If you are using one of the 24 disk 2U chassis, you’ll have hardware RAID - and I’d use that. Again, RAID10 for speed, or a bunch of RAID5’s for smaller filesystems. You can even build out a RAID50 using a few RAID5’s and LVM on top of them. For a machine like this, I’d use the two built in GigE ports for the management interfaces, and then add a 4 port card for the SAN traffic.

On top of the mdadm RAID array, you can put LVM, if you wish. You gain the ability to snapshot and move filesystems. I’ve personally set it up with and with out LVM. It totally depends on the use case and your comfort level with LVM.

The next item in the stack is the filesystem. On linux I like to use XFS, as it deals with large files well and is stable and mature. On BSD ZFS is the flavor du jour, and is well supported.

Beyond that, there are several choices you will need to make. Are you going to expose the filesystem using NFS (targeting macs, VMWare or Linux), Samba and CIFS (Targeting Windows machines) or iSCSI (building out a real SAN solution)?

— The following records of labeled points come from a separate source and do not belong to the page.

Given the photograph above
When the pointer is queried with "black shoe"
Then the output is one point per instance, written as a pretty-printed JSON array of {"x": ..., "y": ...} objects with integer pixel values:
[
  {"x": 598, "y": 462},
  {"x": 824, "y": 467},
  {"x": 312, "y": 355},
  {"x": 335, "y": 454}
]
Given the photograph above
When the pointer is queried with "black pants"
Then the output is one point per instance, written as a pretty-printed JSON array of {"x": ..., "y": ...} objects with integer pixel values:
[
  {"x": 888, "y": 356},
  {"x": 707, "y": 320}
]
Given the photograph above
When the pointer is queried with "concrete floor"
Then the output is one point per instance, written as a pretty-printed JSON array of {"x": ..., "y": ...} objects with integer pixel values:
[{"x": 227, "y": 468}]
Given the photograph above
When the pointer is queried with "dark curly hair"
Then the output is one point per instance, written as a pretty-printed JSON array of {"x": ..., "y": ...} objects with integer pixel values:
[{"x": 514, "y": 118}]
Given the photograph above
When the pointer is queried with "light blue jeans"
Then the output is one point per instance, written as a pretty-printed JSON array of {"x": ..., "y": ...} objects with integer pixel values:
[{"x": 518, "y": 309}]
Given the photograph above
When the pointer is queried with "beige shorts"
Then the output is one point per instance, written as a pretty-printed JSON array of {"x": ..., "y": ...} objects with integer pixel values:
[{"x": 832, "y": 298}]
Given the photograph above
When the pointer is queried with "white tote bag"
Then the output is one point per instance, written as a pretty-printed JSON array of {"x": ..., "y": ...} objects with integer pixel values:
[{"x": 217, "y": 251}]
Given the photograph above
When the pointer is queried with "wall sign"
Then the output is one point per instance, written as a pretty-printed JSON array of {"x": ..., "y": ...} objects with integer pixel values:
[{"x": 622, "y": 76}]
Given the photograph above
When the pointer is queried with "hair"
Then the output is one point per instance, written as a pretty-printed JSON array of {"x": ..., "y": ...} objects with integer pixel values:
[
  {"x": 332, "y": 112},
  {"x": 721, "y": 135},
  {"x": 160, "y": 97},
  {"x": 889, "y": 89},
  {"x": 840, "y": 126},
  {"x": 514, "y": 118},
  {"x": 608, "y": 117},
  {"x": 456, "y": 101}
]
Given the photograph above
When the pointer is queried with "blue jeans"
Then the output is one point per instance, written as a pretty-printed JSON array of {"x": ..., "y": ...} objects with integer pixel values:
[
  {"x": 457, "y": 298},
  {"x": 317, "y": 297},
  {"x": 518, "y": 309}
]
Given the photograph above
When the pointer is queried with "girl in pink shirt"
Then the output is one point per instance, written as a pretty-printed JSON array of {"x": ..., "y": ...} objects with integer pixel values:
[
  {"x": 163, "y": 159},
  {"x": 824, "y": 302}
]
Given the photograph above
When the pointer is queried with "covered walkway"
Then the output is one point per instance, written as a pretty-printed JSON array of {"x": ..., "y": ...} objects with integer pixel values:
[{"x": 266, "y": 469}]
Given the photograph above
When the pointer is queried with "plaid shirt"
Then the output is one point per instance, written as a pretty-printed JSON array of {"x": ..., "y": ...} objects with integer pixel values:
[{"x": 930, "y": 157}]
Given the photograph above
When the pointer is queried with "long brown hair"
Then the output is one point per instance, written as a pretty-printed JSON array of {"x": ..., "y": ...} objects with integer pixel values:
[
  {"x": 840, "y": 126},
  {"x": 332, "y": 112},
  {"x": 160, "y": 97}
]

Any choices you make on how to deliver the data you’ll want to take a look at the network layout closely. Separate switches for the SAN are preferred, however a VLAN works as well. You’ll want to enable jumbo frames, and give the SAN interfaces separate, non-routable address space. One of the tactics that I have seen is to give the SAN device a single network interface on the data network, so that it is remotely manageable, and dedicate the rest to the SAN network.

With the advent of built in iSCSI initiators in Windows Server 2008, and the fantastic iSCSI IET project, the barriers to entry with iSCSI have come down a lot. It’s simple to spin up an iSCSI target on a linux box, and then mount it on windows, VMWare, or linux machines.

Here is how I proceeded:

First I obtained my storage device. I installed Debian 6, and the following packages

apt-get install iscsitarget iscsitarget-dkms lvm2 xfsdump xfsprogs

I arranged the disks into a RAID10 using mdadm. Then I layered LVM and then XFS on top of it.

To host the acutal iSCSI device, I created a sparse file using the linux dd command. This basically works as a quota, with an option for easy growth. The exact command that I used to create the sparse file is

dd if=/dev/zero of=/path/to/file/name bs=1 count=1 seek=size

For a iSCSI share aimed at a linux host, you will want to then put a filesystem on the sparse file. (confusing, eh?). I used the command

mkfs.xfs /path/to/file/name

If you were going to be mounting the device on a windows machine, I’d use the windows tools to format it using NTFS. Just mount the iSCSI device on the windows machine, and use the tools there to prepare and format it.

Sizing the file can be a daunting proposition. However, don’t worry. It’s really easy to grow the device when you need to. Just use the same dd command, with a larger size switch. You’ll want to back up the file first, and test how the filesystem handles growth before you try this on real, live data.

Now you have to set the device up as an iSCSI target. Using IET is actually really simple. The conf file pretty much explains itself. On Ubuntu the file is at /etc/ietd.conf - and on debian 6 it’s at /etc/iet/ietd.conf. Not really concerned about security (this being a test enviroment) I only added 1 line to the ietf.cong file:

Target iqn.2005-00.nokes.name:storage.vol1.pool.lvm

And presto, instant iscsi target goodness.

As an aside, you can also mount the device locally, if you have filesystem support for it. For example,

mount -t xfs -o loop /pool/iscsitarget /mnt/

would mount my xfs formatted sparse file onto the /mnt directory.

In retrospect, a home built SAN solution is a lot less expensive, and a lot easier then you’d think.